December 10, 2019: As part of the Polio Endgame Strategy 2019-23, Kenya-based Astral Aviation with UNICEF Yemen has operated a humanitarian flight from Nairobi to Sanaa International Airport in Yemen via Djibouti using a Fokker 27. More than 4.5 tonnes of the oral polio vaccines arrived will be used to vaccinate around 4.5 million children under 5 years of age in the coming national polio campaign in Yemen.
Commenting on the sensitive nature of such shipments handled, Sanjeev S Gadhia, founder and CEO of Astral Aviation, said, "Indeed our charter desk is responsible for coordinating all the aspects of this charter from inception to execution which takes 14 days of planning due to the sensitive nature of the region which we are flying into."
The carrier became the first aircraft to land at Sanaa airport in 2017 after the Saudi-led coalition lifted a three-week blockade. It operated B727-200 freighter with 15 tonnes of vaccines for over 600,000 children on behalf of Chapman Freeborn and UNICEF.

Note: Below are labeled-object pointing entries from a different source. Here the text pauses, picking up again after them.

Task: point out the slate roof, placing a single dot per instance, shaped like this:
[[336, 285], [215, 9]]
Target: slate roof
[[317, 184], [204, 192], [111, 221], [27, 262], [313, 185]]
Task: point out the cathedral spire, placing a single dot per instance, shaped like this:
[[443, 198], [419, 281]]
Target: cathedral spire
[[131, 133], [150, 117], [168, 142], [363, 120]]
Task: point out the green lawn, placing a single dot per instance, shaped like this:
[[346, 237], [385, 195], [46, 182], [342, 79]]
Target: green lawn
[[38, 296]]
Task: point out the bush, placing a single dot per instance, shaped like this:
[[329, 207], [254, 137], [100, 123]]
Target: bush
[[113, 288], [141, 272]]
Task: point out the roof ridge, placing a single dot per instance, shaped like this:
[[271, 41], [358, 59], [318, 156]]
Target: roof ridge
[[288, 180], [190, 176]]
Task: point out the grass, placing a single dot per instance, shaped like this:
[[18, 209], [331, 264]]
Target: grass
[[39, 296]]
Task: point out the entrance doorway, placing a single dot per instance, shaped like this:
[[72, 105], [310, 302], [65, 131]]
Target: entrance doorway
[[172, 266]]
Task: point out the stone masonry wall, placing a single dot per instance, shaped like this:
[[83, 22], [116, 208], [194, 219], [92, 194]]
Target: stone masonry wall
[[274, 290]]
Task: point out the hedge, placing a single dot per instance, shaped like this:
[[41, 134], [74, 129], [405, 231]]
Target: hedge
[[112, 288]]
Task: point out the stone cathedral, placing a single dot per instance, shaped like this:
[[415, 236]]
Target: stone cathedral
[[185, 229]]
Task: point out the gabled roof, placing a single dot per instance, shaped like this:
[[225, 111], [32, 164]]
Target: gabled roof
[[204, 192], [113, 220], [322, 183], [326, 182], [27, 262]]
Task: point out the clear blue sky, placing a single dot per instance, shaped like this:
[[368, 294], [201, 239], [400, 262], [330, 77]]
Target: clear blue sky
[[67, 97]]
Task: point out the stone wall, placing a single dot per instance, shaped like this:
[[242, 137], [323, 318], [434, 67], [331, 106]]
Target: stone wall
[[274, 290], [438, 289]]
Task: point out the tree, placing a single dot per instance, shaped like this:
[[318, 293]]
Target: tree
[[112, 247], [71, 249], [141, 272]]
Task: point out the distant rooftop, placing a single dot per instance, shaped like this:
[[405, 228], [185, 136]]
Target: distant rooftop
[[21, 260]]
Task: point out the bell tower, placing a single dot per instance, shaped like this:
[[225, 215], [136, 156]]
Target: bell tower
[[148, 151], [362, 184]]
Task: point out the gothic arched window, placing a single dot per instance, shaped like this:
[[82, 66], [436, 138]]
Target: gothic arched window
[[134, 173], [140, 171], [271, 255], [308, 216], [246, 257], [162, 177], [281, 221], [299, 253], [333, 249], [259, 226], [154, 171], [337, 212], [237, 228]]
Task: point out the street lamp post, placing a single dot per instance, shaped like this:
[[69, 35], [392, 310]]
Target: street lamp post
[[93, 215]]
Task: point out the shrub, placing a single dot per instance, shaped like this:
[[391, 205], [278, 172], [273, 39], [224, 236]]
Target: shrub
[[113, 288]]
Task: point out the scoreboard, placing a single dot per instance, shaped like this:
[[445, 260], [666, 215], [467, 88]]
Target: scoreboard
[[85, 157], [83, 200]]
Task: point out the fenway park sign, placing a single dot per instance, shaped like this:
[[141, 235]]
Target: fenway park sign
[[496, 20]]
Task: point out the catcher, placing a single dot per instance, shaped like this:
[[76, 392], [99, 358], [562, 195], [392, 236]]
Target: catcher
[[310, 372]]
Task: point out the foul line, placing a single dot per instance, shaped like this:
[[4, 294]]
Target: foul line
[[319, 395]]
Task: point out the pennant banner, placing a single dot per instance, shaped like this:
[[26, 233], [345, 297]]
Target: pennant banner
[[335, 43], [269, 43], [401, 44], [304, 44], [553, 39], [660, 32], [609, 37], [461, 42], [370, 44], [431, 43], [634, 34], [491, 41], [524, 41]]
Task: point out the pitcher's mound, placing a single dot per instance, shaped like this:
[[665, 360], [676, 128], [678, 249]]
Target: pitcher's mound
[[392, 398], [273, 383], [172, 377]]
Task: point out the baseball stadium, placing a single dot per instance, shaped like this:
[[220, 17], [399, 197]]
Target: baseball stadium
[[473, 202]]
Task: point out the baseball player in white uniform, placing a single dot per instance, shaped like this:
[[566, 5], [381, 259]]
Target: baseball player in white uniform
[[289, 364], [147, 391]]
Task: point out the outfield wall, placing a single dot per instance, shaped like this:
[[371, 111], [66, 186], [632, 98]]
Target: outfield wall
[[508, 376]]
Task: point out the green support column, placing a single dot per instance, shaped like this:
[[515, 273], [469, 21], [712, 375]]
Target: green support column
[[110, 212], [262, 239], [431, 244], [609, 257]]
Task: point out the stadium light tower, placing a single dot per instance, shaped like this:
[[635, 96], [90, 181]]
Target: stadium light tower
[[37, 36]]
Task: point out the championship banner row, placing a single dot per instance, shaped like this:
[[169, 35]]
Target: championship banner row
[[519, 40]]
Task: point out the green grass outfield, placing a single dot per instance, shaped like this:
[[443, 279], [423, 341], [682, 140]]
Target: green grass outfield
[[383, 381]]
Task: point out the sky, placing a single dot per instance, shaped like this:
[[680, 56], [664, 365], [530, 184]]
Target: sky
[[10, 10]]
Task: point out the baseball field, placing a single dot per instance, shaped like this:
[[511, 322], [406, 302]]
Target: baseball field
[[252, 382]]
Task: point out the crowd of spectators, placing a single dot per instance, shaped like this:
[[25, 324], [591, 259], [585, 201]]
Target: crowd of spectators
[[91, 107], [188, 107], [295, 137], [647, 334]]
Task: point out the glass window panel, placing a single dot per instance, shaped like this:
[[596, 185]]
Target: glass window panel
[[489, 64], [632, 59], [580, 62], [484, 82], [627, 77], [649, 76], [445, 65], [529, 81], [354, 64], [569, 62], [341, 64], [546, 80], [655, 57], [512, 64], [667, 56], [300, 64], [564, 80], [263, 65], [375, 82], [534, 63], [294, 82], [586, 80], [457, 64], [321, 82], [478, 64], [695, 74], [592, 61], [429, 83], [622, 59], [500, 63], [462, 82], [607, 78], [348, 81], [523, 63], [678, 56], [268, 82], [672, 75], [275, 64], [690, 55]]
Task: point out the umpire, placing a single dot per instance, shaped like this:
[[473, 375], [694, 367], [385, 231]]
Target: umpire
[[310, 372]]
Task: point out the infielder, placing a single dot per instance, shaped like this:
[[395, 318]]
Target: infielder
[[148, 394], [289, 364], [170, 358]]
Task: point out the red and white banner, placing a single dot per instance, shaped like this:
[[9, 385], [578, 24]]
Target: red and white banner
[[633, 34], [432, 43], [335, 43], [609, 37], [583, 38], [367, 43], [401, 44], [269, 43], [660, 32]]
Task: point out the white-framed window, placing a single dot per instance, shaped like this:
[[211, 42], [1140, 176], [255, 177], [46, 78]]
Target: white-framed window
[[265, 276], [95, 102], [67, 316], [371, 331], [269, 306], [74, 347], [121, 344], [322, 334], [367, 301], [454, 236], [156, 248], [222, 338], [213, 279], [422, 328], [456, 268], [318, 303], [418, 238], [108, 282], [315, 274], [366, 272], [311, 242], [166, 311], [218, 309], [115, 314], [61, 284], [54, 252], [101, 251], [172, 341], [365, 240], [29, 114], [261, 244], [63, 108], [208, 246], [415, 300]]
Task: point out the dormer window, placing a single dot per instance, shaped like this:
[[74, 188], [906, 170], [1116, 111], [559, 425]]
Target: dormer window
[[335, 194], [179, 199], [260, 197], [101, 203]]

Astral Aviation has operated in excess of 180 humanitarian charters into Yemen in the past 2 years for various organisations and has uplifted in excess of 2,000 tonnes of relief cargoes comprising of vaccines and pharma in addition to food and shelter items.
In 2020, Astral plans to add two B757F into its fleet which will also provide an uplift of 30 tonnes for Yemen in addition to other routes that will include UAE.
Speaking on 2020 outlook for air cargo industry, "We remain optimistic for the growth of air cargo to, from and within Africa which will experience growth in excess of 10 percent in 2020. The increase in trade following the establishment of the African Continental Free Trade Area (AfCFTA) will result in new opportunities for intra-African connectivity," Gadhia concluded.